The foggiest place in the world is the Grand Banks off the island of Newfoundland, the meeting place of the cold Labrador Current from the north and the much warmer Gulf Stream from the south. The foggiest land areas in the world are Point Reyes, California, and Argentia, Newfoundland and Labrador, both with over 200 foggy days per year. Even in generally warmer southern Europe, thick fog and localized fog is often found in lowlands and valleys, like the lower part of Po Valley and the Arno and Tiber valleys, especially in late autumn and winter.


Fog forms when the difference between temperature and dew point is generally less than 2.5 °C or 4 °F.[1] It is more common when the temperature of the air is around 5 °C or 40 °F.

Fog begins form when water vapor (a colorless gas) condenses into tiny liquid water droplets in the air. Conversely, water vapor is formed by the evaporation of liquid water or by the sublimation of ice. Since water vapor is colorless, it is actually the small liquid water droplets that are condensed from it that make water suspended in the atmosphere visible in the form of fog or any other type of cloud.

In this view, only downtown San Francisco and Sutro tower are free from fogFog normally occurs at a relative humidity near 100%. This can be achieved by either adding moisture to the air or dropping the ambient air temperature.
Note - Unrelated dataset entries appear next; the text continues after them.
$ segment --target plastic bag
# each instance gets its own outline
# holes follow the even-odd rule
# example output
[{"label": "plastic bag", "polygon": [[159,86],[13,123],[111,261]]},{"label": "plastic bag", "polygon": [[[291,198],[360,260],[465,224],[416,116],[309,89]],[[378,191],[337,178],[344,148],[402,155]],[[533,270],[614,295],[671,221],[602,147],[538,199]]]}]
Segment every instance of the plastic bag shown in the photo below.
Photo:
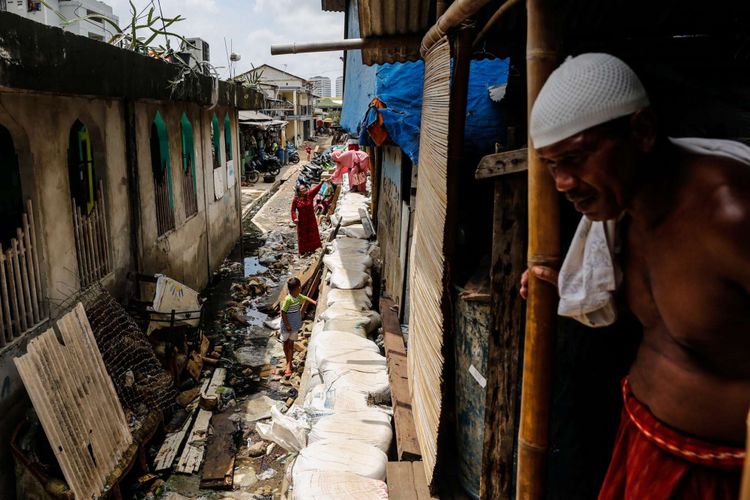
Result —
[{"label": "plastic bag", "polygon": [[351,472],[371,479],[385,480],[388,457],[371,444],[341,439],[326,439],[300,451],[292,477],[311,471]]},{"label": "plastic bag", "polygon": [[[326,322],[324,323],[324,328],[326,329],[326,331],[331,330],[350,333],[352,335],[356,335],[357,337],[367,338],[367,328],[369,327],[369,325],[370,320],[368,318],[336,318],[326,320]],[[311,352],[308,351],[308,356],[310,356],[310,354]]]},{"label": "plastic bag", "polygon": [[310,428],[305,423],[282,415],[275,406],[271,408],[271,422],[255,424],[261,439],[272,441],[287,451],[299,451],[307,444]]},{"label": "plastic bag", "polygon": [[351,472],[307,471],[294,478],[294,500],[387,500],[383,481]]},{"label": "plastic bag", "polygon": [[330,253],[323,257],[323,264],[330,269],[359,269],[365,271],[372,267],[372,259],[367,254]]},{"label": "plastic bag", "polygon": [[[338,305],[334,305],[326,309],[320,315],[320,318],[326,321],[326,323],[331,320],[351,320],[353,322],[351,326],[355,328],[357,326],[360,326],[364,328],[367,333],[373,333],[375,330],[380,328],[380,325],[383,322],[380,314],[376,313],[375,311],[354,311]],[[326,324],[325,329],[343,330],[345,332],[350,331],[350,328],[333,328],[328,324]]]},{"label": "plastic bag", "polygon": [[337,392],[344,389],[356,391],[372,396],[376,403],[385,403],[391,398],[391,386],[385,366],[375,372],[341,369],[323,371],[321,374],[326,386]]},{"label": "plastic bag", "polygon": [[350,238],[359,238],[361,240],[367,240],[367,233],[362,224],[353,224],[351,226],[341,227],[339,231]]},{"label": "plastic bag", "polygon": [[313,386],[305,396],[305,410],[313,417],[369,408],[371,406],[367,404],[367,395],[350,389],[331,389],[323,383]]}]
Fog can form at lower humidities, and fog can sometimes not form with relative humidity at 100%. A reading of 100% relative humidity means that the air can hold no additional moisture; the air will become supersaturated if additional moisture is added.

Fog formation requires all of the elements that normal cloud formation requires, the most important being condensation nuclei, in the form of dust, aerosols, pollutants, etc., for the water to condense upon. When there are exceptional amounts of condensation nuclei present, especially hygroscopic (water seeking) particles such as salt, then the water vapor may condense below 100% relative humidity.
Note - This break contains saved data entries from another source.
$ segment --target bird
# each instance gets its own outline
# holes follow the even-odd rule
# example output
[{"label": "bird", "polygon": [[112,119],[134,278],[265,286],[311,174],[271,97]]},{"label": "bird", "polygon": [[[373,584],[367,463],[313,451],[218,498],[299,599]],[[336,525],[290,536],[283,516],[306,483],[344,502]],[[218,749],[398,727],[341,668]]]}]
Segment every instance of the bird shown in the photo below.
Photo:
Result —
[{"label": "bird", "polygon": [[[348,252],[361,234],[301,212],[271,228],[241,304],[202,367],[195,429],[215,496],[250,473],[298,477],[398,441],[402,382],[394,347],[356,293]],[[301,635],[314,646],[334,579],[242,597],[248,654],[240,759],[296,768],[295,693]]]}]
Fog can form suddenly, and can dissipate just as rapidly, depending what side of the dew point the temperature is on. This phenomenon is known as flash fog.

Another common type of formation is associated with sea fog (also known as haar or fret). This is due to the peculiar effect of salt. Clouds of all types require minute hygroscopic particles upon which water vapor can condense. Over the ocean surface, the most common particles are salt from salt spray produced by breaking waves. Except in areas of storminess, the most common areas of breaking waves are located near coastlines, hence the greatest densities of airborne salt particles are there. Condensation on salt particles has been observed to occur at humidities as low as 70%, thus fog can occur even in relatively dry air in suitable locations such as the California coast. Typically, such lower humidity fog is preceded by a transparent mistiness along the coastline as condensation competes with evaporation, a phenomenon that is typically noticeable by beachgoers in the afternoon. Another recently-discovered source of condensation nuclei for coastal fog is kelp. Researchers have found that under stress (intense sunlight, strong evaporation, etc.), kelp release particles of iodine which in turn become nuclei for condensation of water vapor.
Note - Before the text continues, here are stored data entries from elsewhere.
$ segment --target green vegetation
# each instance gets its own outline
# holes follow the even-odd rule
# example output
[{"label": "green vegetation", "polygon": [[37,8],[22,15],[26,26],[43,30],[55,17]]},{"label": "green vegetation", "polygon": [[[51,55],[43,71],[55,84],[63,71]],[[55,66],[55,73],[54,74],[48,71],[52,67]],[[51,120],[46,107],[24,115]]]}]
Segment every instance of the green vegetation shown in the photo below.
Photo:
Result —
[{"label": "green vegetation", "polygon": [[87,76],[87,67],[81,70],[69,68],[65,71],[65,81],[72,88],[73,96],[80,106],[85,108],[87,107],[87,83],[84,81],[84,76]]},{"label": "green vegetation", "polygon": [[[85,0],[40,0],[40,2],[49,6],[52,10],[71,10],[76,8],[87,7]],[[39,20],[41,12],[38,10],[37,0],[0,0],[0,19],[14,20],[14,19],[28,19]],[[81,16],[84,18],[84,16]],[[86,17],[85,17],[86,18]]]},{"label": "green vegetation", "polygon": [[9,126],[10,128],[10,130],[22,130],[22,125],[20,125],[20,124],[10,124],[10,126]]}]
Fog occasionally produces precipitation in the form of drizzle or very light snow. Drizzle occurs when the humidity of fog attains 100% and the minute cloud droplets begin to coalesce into larger droplets. This can occur when the fog layer is lifted and cooled sufficiently, or when it is forcibly compressed from above. Drizzle becomes freezing drizzle when the temperature at the surface drops below the freezing point.

The thickness of fog is largely determined by the altitude of the inversion boundary, which in coastal or oceanic locales is also the top of the marine layer, above which the airmass is warmer and drier. The inversion boundary varies its altitude primarily in response to the weight of the air above it which is measured in terms of atmospheric pressure. The marine layer and any fogbank it may contain will be “squashed” when the pressure is high, and conversely, may expand upwards when the pressure above it is lowering.